Повернув на свою улицу, он увидел возле дома машины, синий свет, кучку соседей, которые шептались, сплетничали, зубоскалили. Слишком поздно претендовать на остатки своей прошлой жизни. Пришли чужие и завладели его одеждой, его расческами, его духами, его письмами — и они прочешут все это, как обезьяны в поисках вшей. Он знал, как тщательно работают эти ублюдки, если им надо, как легко они присваивают и растаскивают по кускам человеческую личность. Пожирают, высасывают — они могут стереть вас с лица земли так же верно, как пуля, с той лишь разницей, что вы остаетесь жить, — ходячее пустое место.
Делать было нечего. Жизнь его досталась им на осмеяние и оплевание, и возможно, пара-тройка из этих отморозков занервничают, когда увидят его фотографию и задумаются, а они сами как-то раз во время ночного приступа похоти не этого ли мальчишку сняли?
Пусть их. Милости просим. Отныне он вне закона, ибо законы защищают собственность, а он ее лишен. Они ободрали его как липку или близко к тому: ему негде жить, у него нет ничего, что он мог бы назвать своим. Даже страха у него не было, что самое странное.
И он повернулся спиной к улице и дому, где прожил последние четыре года, и ощутил что-то сродни облегчению, радуясь, что у него похитили прежнюю жизнь, вместе со всеми ее грязью, убожеством, подлостью. Он будто стал легче.
Два часа спустя, в нескольких милях от прежнего дома, он наконец остановился и ощупал карманы. Там оказались банковская карта, почти сотня фунтов наличными, небольшая пачка фотографий: несколько — сестры и родителей, но в основном его собственной персоны; кроме того, на нем оставались часы, кольцо и шейная цепочка. Использовать карту опасно: наверняка они уже сообщили обо всем в банк. Самое лучшее — заложить кольцо и цепочку, а потом двинуть на север. У него были друзья в Абердине, у которых можно было ненадолго укрыться.
Но сперва — Рейнолдс.
Гэвин потратил час на поиски дома, где жил Рейнолдс. Он уже почти сутки не ел, и, когда он стоял возле Ливингстон-Мэншенс, его живот громко возмутился. Но Гэвин рявкнул на него, велев заткнуться, и вошел в здание. В дневном свете внутренняя отделка дома выглядела менее впечатляюще. Ковер на ступенях был вытерт, краска на перилах явно засалена.

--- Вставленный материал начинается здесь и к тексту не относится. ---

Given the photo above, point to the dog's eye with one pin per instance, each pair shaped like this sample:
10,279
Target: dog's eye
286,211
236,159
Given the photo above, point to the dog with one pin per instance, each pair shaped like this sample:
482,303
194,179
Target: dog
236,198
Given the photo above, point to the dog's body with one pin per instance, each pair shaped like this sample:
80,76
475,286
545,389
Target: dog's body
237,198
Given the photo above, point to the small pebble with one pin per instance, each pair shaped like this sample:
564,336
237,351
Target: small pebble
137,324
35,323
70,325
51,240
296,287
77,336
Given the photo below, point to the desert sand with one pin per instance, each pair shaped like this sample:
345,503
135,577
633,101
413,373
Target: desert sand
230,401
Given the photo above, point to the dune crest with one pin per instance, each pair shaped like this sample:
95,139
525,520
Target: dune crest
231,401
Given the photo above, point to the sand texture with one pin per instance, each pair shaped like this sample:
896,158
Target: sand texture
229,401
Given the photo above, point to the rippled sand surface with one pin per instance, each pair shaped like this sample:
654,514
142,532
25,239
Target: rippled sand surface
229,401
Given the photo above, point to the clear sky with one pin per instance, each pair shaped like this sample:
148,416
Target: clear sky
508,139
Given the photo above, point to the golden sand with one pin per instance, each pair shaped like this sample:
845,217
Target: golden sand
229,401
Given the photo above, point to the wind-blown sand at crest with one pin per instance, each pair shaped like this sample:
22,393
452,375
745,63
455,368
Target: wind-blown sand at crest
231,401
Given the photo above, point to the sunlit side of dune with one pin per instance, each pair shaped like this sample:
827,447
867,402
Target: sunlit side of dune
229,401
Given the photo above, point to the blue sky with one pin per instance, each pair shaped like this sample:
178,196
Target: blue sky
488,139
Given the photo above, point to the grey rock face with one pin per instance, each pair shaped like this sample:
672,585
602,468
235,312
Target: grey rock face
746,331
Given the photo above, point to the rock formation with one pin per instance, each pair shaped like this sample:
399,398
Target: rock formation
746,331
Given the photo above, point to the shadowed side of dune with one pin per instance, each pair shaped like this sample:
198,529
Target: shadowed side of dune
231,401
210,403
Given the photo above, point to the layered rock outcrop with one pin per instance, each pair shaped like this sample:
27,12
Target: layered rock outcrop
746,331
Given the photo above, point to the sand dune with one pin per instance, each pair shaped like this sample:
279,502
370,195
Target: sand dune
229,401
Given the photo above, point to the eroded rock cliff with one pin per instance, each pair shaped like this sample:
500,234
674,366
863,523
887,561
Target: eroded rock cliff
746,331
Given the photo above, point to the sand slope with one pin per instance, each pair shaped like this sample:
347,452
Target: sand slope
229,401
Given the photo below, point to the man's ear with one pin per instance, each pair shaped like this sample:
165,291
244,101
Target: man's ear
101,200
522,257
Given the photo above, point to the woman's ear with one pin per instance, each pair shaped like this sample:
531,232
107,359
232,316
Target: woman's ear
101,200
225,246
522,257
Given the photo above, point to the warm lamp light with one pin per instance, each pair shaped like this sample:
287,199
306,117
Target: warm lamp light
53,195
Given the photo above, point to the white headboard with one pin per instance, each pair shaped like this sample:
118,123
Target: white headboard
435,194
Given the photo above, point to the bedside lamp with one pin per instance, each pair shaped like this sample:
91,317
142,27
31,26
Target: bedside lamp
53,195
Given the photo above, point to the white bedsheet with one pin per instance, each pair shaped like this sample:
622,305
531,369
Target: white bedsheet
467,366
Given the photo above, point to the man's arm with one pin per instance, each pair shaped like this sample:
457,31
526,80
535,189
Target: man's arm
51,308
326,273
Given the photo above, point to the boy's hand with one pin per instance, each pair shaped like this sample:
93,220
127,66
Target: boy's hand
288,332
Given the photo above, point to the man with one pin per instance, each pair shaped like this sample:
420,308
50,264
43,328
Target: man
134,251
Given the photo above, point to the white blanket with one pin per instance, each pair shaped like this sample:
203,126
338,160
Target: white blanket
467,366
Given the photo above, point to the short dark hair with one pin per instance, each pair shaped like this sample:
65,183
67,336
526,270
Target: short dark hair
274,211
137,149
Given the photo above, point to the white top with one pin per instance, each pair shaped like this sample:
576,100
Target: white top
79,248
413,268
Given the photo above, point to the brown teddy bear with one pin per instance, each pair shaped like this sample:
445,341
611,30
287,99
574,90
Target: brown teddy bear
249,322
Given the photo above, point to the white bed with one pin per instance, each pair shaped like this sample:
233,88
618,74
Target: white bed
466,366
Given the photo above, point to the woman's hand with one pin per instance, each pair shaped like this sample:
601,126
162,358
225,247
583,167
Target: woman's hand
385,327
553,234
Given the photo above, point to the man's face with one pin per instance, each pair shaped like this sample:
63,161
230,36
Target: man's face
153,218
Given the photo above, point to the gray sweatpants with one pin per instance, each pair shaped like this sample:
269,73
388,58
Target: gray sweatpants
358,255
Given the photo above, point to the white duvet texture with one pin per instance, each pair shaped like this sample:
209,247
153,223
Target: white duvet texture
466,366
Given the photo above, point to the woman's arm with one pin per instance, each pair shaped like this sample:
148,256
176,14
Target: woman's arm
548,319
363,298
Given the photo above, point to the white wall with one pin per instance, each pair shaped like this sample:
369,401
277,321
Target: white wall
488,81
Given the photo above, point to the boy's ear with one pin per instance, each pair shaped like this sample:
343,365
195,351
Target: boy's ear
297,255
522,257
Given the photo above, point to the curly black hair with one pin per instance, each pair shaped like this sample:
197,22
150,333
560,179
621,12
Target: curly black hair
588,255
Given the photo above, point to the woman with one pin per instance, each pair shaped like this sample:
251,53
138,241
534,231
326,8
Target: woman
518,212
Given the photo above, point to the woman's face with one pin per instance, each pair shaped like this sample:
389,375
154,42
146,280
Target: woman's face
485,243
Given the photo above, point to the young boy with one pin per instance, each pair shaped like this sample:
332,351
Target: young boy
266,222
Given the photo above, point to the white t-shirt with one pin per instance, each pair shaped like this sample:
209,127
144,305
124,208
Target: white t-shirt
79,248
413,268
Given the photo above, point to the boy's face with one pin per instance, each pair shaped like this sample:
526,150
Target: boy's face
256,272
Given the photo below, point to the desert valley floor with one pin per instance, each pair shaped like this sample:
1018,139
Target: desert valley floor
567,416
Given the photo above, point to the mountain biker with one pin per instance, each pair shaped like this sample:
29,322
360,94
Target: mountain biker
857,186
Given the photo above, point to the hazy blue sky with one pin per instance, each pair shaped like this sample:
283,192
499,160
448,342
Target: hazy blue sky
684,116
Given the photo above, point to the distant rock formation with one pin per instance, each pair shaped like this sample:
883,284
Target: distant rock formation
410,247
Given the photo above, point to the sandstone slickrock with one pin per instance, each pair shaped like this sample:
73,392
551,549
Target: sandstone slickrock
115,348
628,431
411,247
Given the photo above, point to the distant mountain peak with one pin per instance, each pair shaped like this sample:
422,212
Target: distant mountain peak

Не спеша он прошел три лестничных пролета и постучал в дверь квартиры, где жил Рейнолдс.
На стук никто не ответил, и из-за двери не донеслось ни звука. Правда, Рейнолдс сказал ему: «Не приходи сюда больше — меня здесь не будет». Предполагал ли он, каковы могут быть последствия того, что он выпустил эту тварь в мир?
Гэвин снова заколотил в дверь, и на этот раз он был убежден, что услышал чье-то дыхание по ту сторону.
— Рейнолдс… — крикнул он, наваливаясь на дверь. — Я тебя слышу.
Ответа не последовало, но там явно кто-то был, Гэвин в этом не сомневался.
— Ну давай же, открывай. Открывай, говорю, ублюдок несчастный.
Тишина, затем глухой голос:
— Убирайся.
— Я хочу с тобой поговорить.
— Я сказал, убирайся, уходи. Мне нечего тебе сказать.
— Бога ради, ты обязан мне все объяснить! Если ты не откроешь эту чертову дверь, я позову кого-нибудь, кто это сделает.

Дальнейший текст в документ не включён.